Tipps für tägliche Gehirnnahrung

  • Wichtige Omega 3-Fettsäuren liefern vor allem Leinöl oder Walnussöl, fettreicher Fisch, Walnüsse und Trockenfrüchte.
  • Eiweißbausteine wirken als Botenstoffe für den Informationsfluss; gute Quellen sind Fisch, mageres Fleisch und magere Milchprodukte, vor allem aber Hülsenfrüchte, Vollkorngetreide und Nüsse
  • Beeren enthalten Pflanzenstoffe, die laut US-amerikanischer Forscher die Gehirnleistung nachweislich verbessern.
  • Komplexe Kohlenhydrate aus Vollkornprodukten, Kartoffeln, Gemüse und Obst stellen eine gleichmäßig hohe Energieversorgung sicher und fördern die Konzentration.
  • Grünes Gemüse, vor allem Brokkoli, enthält ideale Kombinationen von Mikronährstoffen für Energieversorgung und Zellschutz.
  • Banane und Avocado mit einem hohen Gehalt von Vitamin B, Magnesium, Kalium und Phosphor stehen oben auf der Hitliste der Gehirnnahrung.
  • Außerdem: Viel trinken, etwa 1,5 Liter Wasser oder ungesüßte Tees empfiehlt die Deutsche Gesellschaft für Ernährung.
Fazit: Gesunde Ernährung kann ganz einfach sein. Die wichtigsten Regeln in Kürze: Obst, Gemüse, Wasser, Vollkorn, wenig Fleisch, gutes Fett

Nutzen Sie unsere Checkliste und trinken Sie richtig über den Tag verteilt.

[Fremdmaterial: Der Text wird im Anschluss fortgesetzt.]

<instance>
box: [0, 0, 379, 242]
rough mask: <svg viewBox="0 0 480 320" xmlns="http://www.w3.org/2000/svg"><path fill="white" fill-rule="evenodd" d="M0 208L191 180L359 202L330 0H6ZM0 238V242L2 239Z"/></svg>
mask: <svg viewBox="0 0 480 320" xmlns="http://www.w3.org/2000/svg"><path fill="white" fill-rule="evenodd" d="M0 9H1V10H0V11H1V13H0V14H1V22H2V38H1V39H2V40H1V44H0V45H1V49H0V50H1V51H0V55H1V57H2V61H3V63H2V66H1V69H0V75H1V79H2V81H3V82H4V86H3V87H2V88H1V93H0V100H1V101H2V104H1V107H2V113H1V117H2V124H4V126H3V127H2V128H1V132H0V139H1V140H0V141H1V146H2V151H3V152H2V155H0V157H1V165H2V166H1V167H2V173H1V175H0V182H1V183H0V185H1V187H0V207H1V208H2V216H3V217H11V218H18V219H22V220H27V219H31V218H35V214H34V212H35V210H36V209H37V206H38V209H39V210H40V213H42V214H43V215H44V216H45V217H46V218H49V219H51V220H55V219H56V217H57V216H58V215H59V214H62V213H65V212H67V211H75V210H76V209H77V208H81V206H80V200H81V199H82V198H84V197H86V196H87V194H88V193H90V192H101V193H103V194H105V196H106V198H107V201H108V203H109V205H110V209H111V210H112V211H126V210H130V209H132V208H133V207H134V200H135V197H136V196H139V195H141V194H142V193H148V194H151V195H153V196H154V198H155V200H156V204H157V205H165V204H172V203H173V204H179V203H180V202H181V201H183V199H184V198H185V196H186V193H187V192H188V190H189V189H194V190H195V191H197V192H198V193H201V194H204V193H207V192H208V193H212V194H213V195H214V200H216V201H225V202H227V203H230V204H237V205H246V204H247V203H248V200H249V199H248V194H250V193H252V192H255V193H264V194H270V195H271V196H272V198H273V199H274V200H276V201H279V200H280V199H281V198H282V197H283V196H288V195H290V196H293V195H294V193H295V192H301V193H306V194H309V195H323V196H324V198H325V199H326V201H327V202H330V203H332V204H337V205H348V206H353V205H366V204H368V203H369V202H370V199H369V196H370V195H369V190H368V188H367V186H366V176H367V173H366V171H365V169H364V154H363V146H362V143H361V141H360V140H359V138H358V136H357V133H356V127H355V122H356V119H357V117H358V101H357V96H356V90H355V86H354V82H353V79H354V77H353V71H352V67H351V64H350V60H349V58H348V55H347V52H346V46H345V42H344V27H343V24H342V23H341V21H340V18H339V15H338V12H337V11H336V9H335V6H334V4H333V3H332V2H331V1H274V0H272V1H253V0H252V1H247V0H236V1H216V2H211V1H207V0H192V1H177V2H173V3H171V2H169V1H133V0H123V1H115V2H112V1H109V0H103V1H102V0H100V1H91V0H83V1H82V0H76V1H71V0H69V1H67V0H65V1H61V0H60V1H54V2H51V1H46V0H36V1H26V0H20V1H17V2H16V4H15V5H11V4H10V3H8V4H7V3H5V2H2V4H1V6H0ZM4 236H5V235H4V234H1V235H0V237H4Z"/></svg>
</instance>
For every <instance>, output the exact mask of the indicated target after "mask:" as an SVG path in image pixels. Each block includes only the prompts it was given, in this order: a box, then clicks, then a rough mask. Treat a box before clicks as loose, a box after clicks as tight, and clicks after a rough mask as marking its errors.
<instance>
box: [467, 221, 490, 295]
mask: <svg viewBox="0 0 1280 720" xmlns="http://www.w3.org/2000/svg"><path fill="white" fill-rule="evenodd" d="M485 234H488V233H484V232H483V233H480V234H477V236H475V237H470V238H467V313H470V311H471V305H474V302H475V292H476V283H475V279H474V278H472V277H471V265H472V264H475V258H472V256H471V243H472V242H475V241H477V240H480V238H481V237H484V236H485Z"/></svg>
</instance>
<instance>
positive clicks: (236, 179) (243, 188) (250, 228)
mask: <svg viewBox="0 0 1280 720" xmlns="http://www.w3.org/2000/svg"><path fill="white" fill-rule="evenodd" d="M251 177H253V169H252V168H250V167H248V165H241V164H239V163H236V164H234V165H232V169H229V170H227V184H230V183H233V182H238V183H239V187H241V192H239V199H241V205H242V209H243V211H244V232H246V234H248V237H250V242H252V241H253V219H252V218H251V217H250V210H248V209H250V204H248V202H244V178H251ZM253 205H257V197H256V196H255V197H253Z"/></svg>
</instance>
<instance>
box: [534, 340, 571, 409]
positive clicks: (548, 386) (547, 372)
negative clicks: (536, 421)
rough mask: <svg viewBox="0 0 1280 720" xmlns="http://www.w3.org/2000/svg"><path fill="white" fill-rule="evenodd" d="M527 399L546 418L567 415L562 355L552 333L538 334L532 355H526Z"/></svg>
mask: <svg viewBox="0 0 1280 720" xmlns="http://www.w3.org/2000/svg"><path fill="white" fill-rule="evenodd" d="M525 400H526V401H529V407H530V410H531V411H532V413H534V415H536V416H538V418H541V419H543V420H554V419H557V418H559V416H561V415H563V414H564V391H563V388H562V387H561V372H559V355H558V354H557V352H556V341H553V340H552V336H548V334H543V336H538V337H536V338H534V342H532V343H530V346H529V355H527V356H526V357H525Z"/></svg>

Checkliste „Richtig trinken“ (pdf, 201 KB)

Die richtige Ernährung bei Onkologie ist in jedem Jahr auch das Thema des Tages der gesunden Ernährung. Der Faktor Ernährung spielt sowohl bei der Entstehung als auch während und nach einer Tumortherapie eine wichtige Rolle. Eine gesunde Lebensweise mit der richtigen Kost kann ungewollte Nebenwirkungen mildern und sich positiv auf das allgemeine Wohlbefinden auswirken. Die unterstützende Ernährungsberatung ist daher ein wichtiger Bestandteil in der Therapie. Mit dem Tag der gesunden Ernährung möchte der Verband für Ernährung und Diätetik (VFED) für dieses Thema sensibilisieren.